Action recognition and action localization are classical problems in computer vision, which are widely used in video surveillance, human-computer interaction, video retrieval, automatic driving, motion synthesis and simulation. What we refer to as "action recognition" usually refers to action classification, whose input is trimmed video, which only contains the action segment and without background. In contrast to action recognition, action localization takes untrimmed videos as input, which aims to obtain the location of the action in the video as well as the action categories of action segments. 

In recent years, deep learning has made significant progress in action recognition and action localization, however, there are still many problems to be solved.  For action recognition, the main challenge is the variance of viewpoint, scale, occlusion and execution mode on the performers. For action localization, a large part of the difficulty comes from the heavy task of annotating. Although many approaches have been proposed to solve these problems, such as the introduction of human posed for action recognition, or the usage of only weak supervisions to achieve action localization, most approaches focus only on the details or the whole of the action, but ignore the middle-level information of the action, which is referred to as the local pattern in this paper. We think that, in spatial domain, the local pattern of action is the body part information of the human body, and in temporal domain, the local pattern of action is the sub-action inside an action. However, there are few works have devoted to explicitly model local pattern information, so that rich action representation cannot be obtained.

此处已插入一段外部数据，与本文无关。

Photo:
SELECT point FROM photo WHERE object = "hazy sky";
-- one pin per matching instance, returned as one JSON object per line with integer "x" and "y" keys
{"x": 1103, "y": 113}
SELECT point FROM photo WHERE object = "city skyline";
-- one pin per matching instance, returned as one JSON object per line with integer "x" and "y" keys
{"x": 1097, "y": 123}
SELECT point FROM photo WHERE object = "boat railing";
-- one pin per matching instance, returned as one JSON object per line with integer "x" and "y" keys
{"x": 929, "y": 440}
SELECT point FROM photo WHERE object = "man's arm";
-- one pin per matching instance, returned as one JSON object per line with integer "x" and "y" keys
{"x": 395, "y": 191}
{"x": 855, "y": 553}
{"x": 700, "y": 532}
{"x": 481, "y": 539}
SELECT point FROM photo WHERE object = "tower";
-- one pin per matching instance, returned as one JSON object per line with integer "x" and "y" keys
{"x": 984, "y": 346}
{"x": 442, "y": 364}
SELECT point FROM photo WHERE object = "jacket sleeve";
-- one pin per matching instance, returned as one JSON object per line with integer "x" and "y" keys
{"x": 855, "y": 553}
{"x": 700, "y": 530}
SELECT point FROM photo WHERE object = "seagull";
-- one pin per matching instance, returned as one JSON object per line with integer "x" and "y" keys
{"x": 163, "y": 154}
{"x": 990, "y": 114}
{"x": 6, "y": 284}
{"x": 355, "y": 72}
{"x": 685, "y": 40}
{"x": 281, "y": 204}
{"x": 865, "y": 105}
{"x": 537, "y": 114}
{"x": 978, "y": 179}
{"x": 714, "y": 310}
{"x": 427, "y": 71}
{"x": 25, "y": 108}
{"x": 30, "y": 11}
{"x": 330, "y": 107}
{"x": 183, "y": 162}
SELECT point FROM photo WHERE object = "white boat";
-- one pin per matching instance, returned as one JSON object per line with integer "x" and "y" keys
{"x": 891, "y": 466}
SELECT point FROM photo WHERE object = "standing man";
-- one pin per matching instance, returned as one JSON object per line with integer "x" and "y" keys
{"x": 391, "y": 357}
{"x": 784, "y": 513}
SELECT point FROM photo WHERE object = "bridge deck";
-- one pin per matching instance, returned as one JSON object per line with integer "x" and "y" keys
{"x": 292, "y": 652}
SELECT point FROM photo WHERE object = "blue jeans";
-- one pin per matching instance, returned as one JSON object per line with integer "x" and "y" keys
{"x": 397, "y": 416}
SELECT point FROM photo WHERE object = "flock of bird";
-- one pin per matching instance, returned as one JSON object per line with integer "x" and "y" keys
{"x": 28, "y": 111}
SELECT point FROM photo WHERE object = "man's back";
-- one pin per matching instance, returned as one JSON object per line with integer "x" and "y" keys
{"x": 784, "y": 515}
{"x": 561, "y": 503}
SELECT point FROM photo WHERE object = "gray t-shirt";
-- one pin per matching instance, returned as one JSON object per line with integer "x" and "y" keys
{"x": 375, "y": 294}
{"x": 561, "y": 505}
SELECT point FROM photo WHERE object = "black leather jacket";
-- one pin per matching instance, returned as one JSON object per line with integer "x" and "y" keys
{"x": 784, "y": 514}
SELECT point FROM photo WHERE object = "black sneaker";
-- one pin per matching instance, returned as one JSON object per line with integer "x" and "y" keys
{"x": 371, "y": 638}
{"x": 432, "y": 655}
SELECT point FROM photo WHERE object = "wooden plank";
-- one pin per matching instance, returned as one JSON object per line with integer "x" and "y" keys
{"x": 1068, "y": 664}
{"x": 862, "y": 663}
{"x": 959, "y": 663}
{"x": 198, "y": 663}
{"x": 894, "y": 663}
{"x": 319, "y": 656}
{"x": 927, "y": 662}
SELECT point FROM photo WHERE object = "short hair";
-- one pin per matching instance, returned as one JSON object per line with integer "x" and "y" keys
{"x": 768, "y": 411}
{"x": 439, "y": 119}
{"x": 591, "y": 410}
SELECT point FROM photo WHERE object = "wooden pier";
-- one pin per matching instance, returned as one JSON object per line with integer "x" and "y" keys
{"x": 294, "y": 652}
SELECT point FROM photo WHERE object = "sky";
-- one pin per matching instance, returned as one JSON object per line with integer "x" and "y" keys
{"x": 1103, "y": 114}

In view of the above problems, we have done the following works:

1. We propose a part-aligned pose-guided recurrent network for action recognition. The proposed model utilizes the human pose as an auxiliary information, which utilizes a part-alignment module to explicitly model the spatio-temporal dynamics of human body parts to improve the accuracy of action recognition. The part alignment module is comprised of several branches, each of which corresponds to one human body part. In each branch, we use a novel auto-transformer attention mechanism to obtain the spatial transformation matrix for part alignment using the Spatial Transformer Network (STN). Then, the pose-guided attention is introduced to predict pose attention maps based on the transformed feature maps of body parts. Subsequently, Spatial De-transformer Network (SDTN) is applied to map the  predicted pose attention maps back to the original coordinate space.  In this process, the hidden state of the recurrent neural network is used to generate the spatial transformation matrix, so as to model the spatio-temporal dynamics of human body parts. Finally, the obtained attention maps are regarded as predicted heatmaps for pose estimation as well as the weights of generating part representations. Based on the feature representation of body parts, we propose the part pooling module, which pools the features of human body parts into the feature of human body. Finally, we feed this feature into the recurrent neural network to model the sequence information of the video. We evaluate the effectiveness of our method on two benchmarks of action recognition.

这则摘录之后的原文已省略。